What's happening in Tunisia is amazing. One despondent unemployed man was able to accomplish more by immolating himself than the years of wrangling by Lebanese politicians, the millions in aid given to Egypt, or the invasion of Iraq. The
NYTimes reports:
[T]he most dramatic change in the old Arab order in years was inspired by Mohammad Bouazizi, the 26-year-old university graduate who could find work only as a fruit and vegetable vendor. He set himself on fire in a city square in December when the police seized his cart and mistreated him...
Tunisia’s protests were portrayed as a popular uprising, crossing lines of religion and ideology, offering a new model of dissent in a region where Islamic activists have long been seen as monopolizing opposition... Tunisians’ grievances were as specific as universal: rising food prices, corruption, unemployment and the repression of a state that viewed almost all dissent as subversion...
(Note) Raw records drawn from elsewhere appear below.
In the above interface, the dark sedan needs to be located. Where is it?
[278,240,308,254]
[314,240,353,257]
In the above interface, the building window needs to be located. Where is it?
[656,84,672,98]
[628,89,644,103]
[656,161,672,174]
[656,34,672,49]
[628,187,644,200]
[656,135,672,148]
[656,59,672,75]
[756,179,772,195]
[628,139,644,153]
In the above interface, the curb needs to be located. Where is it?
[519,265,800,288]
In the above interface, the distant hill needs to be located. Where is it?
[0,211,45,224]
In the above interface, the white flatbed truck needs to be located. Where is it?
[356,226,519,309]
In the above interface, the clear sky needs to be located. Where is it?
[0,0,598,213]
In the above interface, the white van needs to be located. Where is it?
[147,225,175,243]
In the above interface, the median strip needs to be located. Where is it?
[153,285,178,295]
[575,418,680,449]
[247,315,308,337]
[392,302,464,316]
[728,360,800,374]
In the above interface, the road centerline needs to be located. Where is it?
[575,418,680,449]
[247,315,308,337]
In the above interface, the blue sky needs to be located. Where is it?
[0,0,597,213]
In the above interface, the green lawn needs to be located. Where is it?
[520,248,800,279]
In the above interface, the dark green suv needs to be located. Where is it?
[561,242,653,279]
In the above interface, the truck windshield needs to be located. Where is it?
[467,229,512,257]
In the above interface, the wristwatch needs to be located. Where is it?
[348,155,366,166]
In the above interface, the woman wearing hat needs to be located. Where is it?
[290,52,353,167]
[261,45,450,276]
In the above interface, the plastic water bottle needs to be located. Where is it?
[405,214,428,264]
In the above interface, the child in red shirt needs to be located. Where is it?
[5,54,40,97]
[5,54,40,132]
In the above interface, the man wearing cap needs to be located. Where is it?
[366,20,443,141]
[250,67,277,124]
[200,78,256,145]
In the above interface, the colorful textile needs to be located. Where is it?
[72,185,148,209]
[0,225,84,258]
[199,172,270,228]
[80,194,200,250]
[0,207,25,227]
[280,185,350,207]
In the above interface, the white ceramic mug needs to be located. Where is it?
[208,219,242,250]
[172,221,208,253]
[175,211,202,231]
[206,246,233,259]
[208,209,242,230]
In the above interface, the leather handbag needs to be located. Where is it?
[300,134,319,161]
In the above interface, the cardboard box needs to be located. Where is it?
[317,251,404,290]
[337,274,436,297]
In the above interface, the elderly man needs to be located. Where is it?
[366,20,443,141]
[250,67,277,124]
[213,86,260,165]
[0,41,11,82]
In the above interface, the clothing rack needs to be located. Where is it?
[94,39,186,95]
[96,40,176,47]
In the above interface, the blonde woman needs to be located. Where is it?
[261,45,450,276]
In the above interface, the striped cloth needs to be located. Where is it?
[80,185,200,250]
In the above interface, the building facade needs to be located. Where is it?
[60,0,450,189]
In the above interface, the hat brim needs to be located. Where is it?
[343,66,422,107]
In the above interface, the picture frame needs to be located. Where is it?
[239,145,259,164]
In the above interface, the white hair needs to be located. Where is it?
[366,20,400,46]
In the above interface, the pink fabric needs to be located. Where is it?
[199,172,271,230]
Tunisia’s uprising electrified the region.
Today, instead of continuing to fight the uprising with his goods, dictator-for-life Zine El Abidine Ben Ali fled the country for Saudi Arabia, leaving his prime minister in control.
Al-Jazeera reports:
Tensions remain high despite Ben Ali's exit, with protesters reported to be ransacking government buildings in the capital, Tunis, and other cities... Protesters are reportedly demanding that the new interim president, a close Ben Ali ally, stand down.
This revolution was one for its time. The tinderbox that Bouazizi lit
was stoked by revelations in Wikileaks, which mostly reported that the president was vastly unpopular, and led a weak - "sclerotic" - regime. Knowing that their emperor had no clothes, Tunisians were bold to stand against the "mukhabaraat", or security forces emblematic of these Arab kleptocrats. Once the fire was lit (figuratively as well as literally), it spread (just figuratively) via Facebook and other social media. In another era, this never would have spread beyond one district; one month of 2010 and '11 was enough to engulf the country.
2 comments:
I love the term "sclerotic" to describe a geriatric regime.